Thursday, March 07, 2013

The Best Days

There have been a few days in my life which I would call pretty much perfect. When I look back on them, all I think about was how good of a day it was. A perfect kind of experience that's written in the memory just like that--with every detail painted there in pretty colors and sounds.
There are a lot of them from when I was a kid. Once my brothers and I spent the whole day mucking out the old chicken coop and turning it into our own personal fort. We worked so hard. We found a can of orange spray paint and made our own signs. And we cleaned and prepared. When we finally went up to have supper, we were so hungry. I think it was the best meal my mom ever made. It was a great day, because we'd spent it together, doing something without arguing.
Another day I remember was in the summer, the dog days. During the drought of 87. Mom let us play outside in our cattle tank turned swimming pool all day. We had popcicles and ran around like wild chickens doing things kids do, screaming and playing make believe and making up dumb games to play in the water. When I changed my clothes that afternoon, I imagined that this must have been what camp was like. That night Mom decided it was too hot to sleep in our un-airconditioned bedrooms, so we slept with blankets and pillows in the sectioned off living room with the window unit keeping us cool. The smell of freon and the quiet rumbling of the fan with the crickets and cicadas outside lulled me to sleep, and I still think of that day on the long summer nights I have.
Yesterday I drove by the sign to Indian Creek Park and I remembered this amazing day. I don't know what made it so great. We had a family picnic on Memorial Day, my family and Daniel's family. The end of my junior year of high school, just hanging out at a secluded park with some of my favorite people.
That day Daniel's dad told me that they'd decided that Daniel would leave for college in the fall instead of graduating like normal people. It was because he'd decided he wanted to marry me so he wanted to get a jump start on things.
We hiked through the woods. Daniel's oldest brother was engaged then, and his fiancee was with us, along with the next oldest and the next youngest. We ate food from the fire and spent the day laughing and hanging out. It was a most ordinary day, and yet it was a most perfect day.
Another perfect day was a canoe trip I took with my brother and his friends when I was fifteen. We started the day laughing. We ate together at the K-Mart diner, and then we drove up to the river and canoed all day. When we finished we did a little caving and then we drove home, cleaned up, and went to see a movie together. Everything fell into place. The company was great. The weather was great. It was just a great day. A perfect kind of day.
When I look back, the monumental days, in which big things happened, those huge memories like having a baby or graduating... those days are different than these perfectly perfect days. They're special and they're memorable, but the best of days seem to end up being strangely normal.
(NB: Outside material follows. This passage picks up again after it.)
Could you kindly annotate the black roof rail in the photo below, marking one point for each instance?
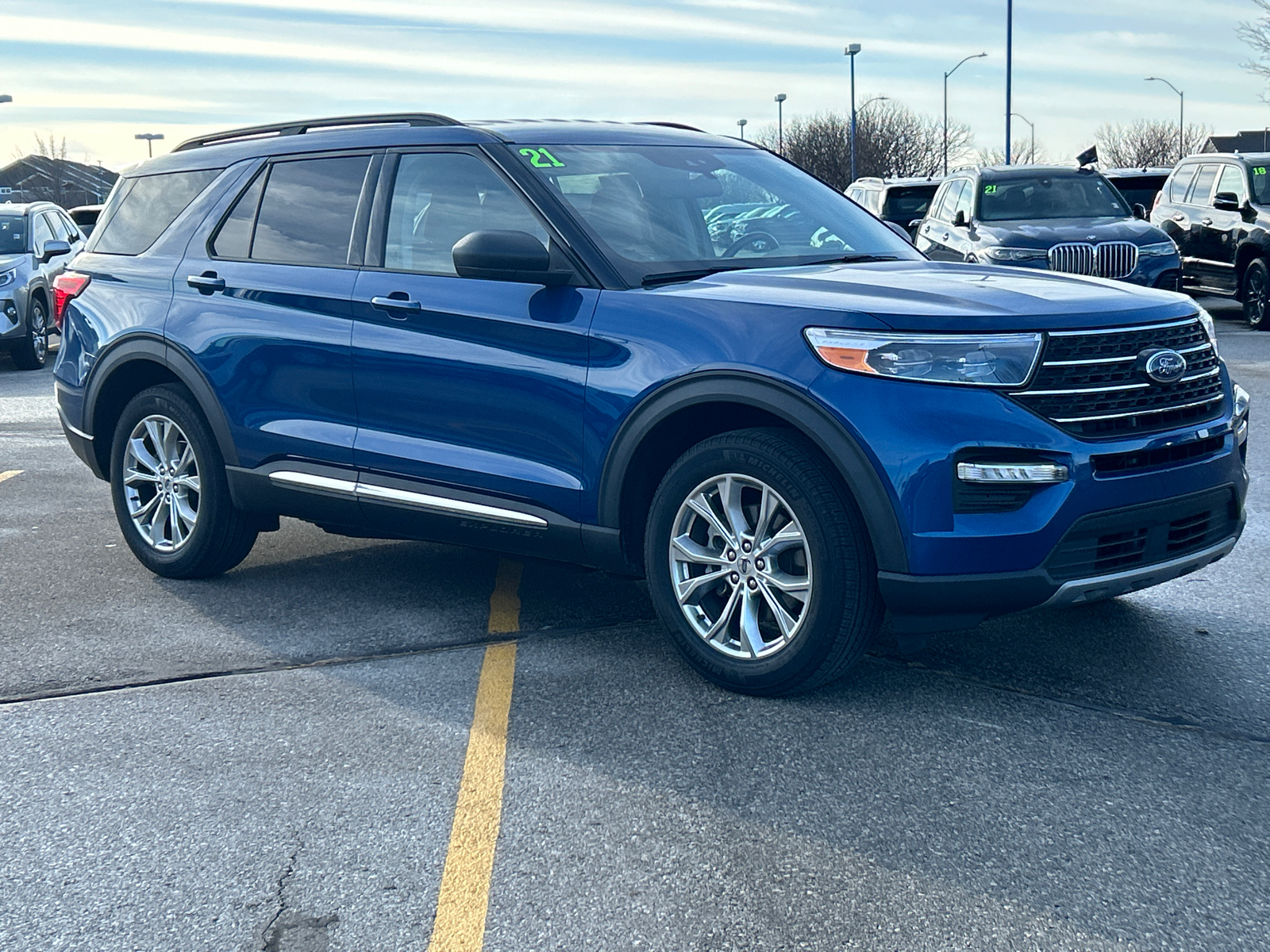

On Tuesday we had another snow storm. We got about 8 inches of snow overnight. My husband was out of town for work, so I spent it home with the kids, playing games and reading books. They played outside, and I did some shoveling. We watched a movie together and had supper and when I put them to bed, I realized that it had been another one of those Best Days. The kind that pass in such a normal way, but when you look back, you see how everything just fell into place. And it was beautiful.
I wish I could freeze time sometimes, make these girls stay little and wonderful and innocent forever. But I can't. So, since I can't, I just have to keep these memories, store up the best days. And hopefully they'll have a few that they look back on and think about how amazing they were, just being kids, enjoying the simplicity of everyday perfect.